Güncelleme Tarihi:
Bandırma Onyedi Eylül Üniversitesi Denizcilik Fakültesi Dekanı Prof. Dr. Mustafa Sarı, sürdürülebilir balıkçılık prensiplerine göre balıkçılık yapmamız gerektiğine dikkat çekerek, “Bunun için de Marmara’dan başlamamız gerekiyor. Çünkü Marmara hem Karadeniz’i besliyor hem Ege’yi besliyor. Müsilaj çok ciddi bir tehdit olarak karşımıza çıktı. Bizim geçen yıl avcılık sezonu açılmadan müsilajı dikkate alarak avcılığı düzenlememiz gerekiyordu, düzenlemedik. Küçük düzenlemeler yaptık. 22 maddelik Marmara Denizi Koruma Eylem Planı’nın 19’uncu eylemi sürdürülebilir balıkçılığa, ekosistem esaslı balıkçılığa geçilmesi, bunun için koruma alanları oluşturulmasıydı. Sadece Marmara’dan avlanan hamsi, istavrit, sardalye gibi balıkların küçük boyda olanlarının dökme olarak balık unu, balık yağı fabrikalarına satışına bir yasak getirdik. Bununla mı sağlayacağız Marmara Denizi’nde sürdürülebilir balıkçılığı? Sağlayamayız. Bunun için yapmamız gereken şey Boğazları açacağız. Boğazlar şu anda her türlü avcılığa kapatılması gereken alanlar. Balık rahatça İstanbul Boğazı’ndan, Çanakkale Boğazı’ndan girip çıkmalı. Buraları her türlü avcılık faaliyetine yasak alan ilan etmemiz gerekiyor” dedi.

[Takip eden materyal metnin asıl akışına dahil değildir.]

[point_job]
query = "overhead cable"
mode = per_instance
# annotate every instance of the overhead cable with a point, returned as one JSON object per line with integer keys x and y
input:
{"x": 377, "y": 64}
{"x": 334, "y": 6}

'SAVAŞ GEMİSİ GİBİ GEMİLERİMİZ VAR'
Marmara Denizi gibi küçük bir denizde, büyük gemilerle avcılık yapılmaması gerektiğine de dikkat çeken Prof. Dr. Sarı, sürdürülebilir balıkçılık için gerekli kararların bir an önce alınması gerektiğini belirterek şunları söyledi: “Marmara Denizi’nde müsilaj bize çok şey öğretmiş olmalı. Bu boyuttaki teknelerle Marmara Denizi gibi küçük bir denizde avcılık yapmamalıyız. Savaş gemisi gibi gemilerimiz var. Bunları açık denize, daha başka balık stoklarında avcılık yapmaya yönlendirmemiz gerekiyor. Eğer bunu yaparsak önümüzdeki yıllarda bol balık avlamaya, toplumumuzu balıkla beslemeye devam edeceğiz. Aksi takdirde kaynaklarımızı kaybedeceğiz.”